FAQs: Frequently Asked Questions
- The Better Business Act would amend Section 172 of the Companies Act 2006 so that companies are legally obligated to operate in a manner that benefits their stakeholders, including workers, customers, communities and the environment, while seeking to deliver profits for shareholders. The Better Business Act will transform the way we do business, so that every single company in the UK, whether big or small, takes ownership of its social and environmental impact.
- The climate emergency and social inequality are profound and pressing problems, thrown into sharp relief by the COVID crisis, that can only be solved if we harness the enormous potential of entrepreneurs, innovation and enterprise.
- Our research shows that UK voters and consumers want business to do better. Three quarters of the UK public think business has a responsibility to protect the environment and the majority favour brands that do good in the world.
- For the past half-century, business has become separated from the communities it needs to serve. The relentless pursuit of profit at all costs has contributed to a set of enormous challenges that threaten peoples’ health, wealth and the natural world. The Better Business Act will transform the way we do business, so that every single company in the UK, whether big or small, takes ownership of its social and environmental impact.
- This means freeing decision-makers in business to act in everyone’s long term interests – combining traditions of good stewardship and responsibility with new ideas to meet the challenges of the 21st century.
- The best way to do this is to change the law that governs how businesses act. It can no longer be optional for companies to consider their impact on the future.
- Subsection 172(1) Companies Act 2006 allows directors to consider other stakeholders when making decisions, but this can only be in the course of pursuing the success of the company for the benefit of the shareholders; this is the default position of “shareholder primacy” for all companies.
- The BBA would change the default position for all companies so that directors would be empowered to advance the interests of their shareholders alongside those of wider society and the environment. In situations where a director has to choose between the company’s intention to create positive social or environmental impacts and the interests of shareholders, the directors would no longer be compelled to default to prioritising shareholders.
- Currently, there aren’t established standards that are comparable and widely accepted for impact reporting. At the moment, corporates are faced with a range of different reporting requests, but the approach proposed by the BBA should allow a company to share one consistent piece of reporting, by presenting what is required in this law.
- The amendments proposed by the BBA require a statement in a strategic report for a financial year which describes how the company has advanced its stated purpose and in consideration of its key stakeholders, community and the environment. The BBA suggests that this would only be required for larger companies.

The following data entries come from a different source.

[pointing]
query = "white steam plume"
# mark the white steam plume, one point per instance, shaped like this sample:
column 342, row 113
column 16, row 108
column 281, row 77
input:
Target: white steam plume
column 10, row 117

- The BBA would require that businesses advance the interests of shareholders alongside those of wider society and the environment. This will change the nature of conversations in the boardroom, allowing for a more holistic approach to the challenges faced by the company’s directors. For many businesses this will be a formalisation of current behaviour, and would support the current intentions of many businesses to take ownership of their social and environmental impacts.
- Under the changes proposed by the BBA, a board of directors would not lose their commercial rigour or interest in commercial success, otherwise they would flounder and potentially fail. A board would retain its focus on commercial success, while enriching strategy through a more holistic consideration of stakeholder issues.
Under company law, the directors owe their duties only to the company, and only the company, or a shareholder(s) acting on behalf of the company, can take action against a director for a breach of their duty under Section 172; the BBA would not change this position in law. The BBA amendments to the law would not create new rights for other stakeholders.
The “benefit corporation” legislation, which takes a similar approach, has now been successfully introduced in 40 US states, as well as Italy, Colombia, and Canada
To date, over 600 businesses have joined the BBA coalition and this number continues to grow since the BBA’s official launch at the end of March 2021. Click here to meet our supporters.
As soon as the BBA comes into force, it would automatically apply. Therefore, the BBA amendments to company law would apply to all companies’ Articles of Association by default, immediately. However, there would likely be some lead time for companies to adapt, if required, before the BBA came into force.
- The BBA coalition currently consists of over 600 businesses. The campaign concept and strategy were initiated by B Lab UK, which acts as Secretariat to the coalition.
- B Lab UK is a non-profit established in 2015 to serve a growing community of 500 UK-based companies — Certified B Corporations — using business as a force for good.
- Certified B Corporations are businesses that meet the highest standards of verified social and environmental performance, public transparency, and legal accountability to balance profit and purpose.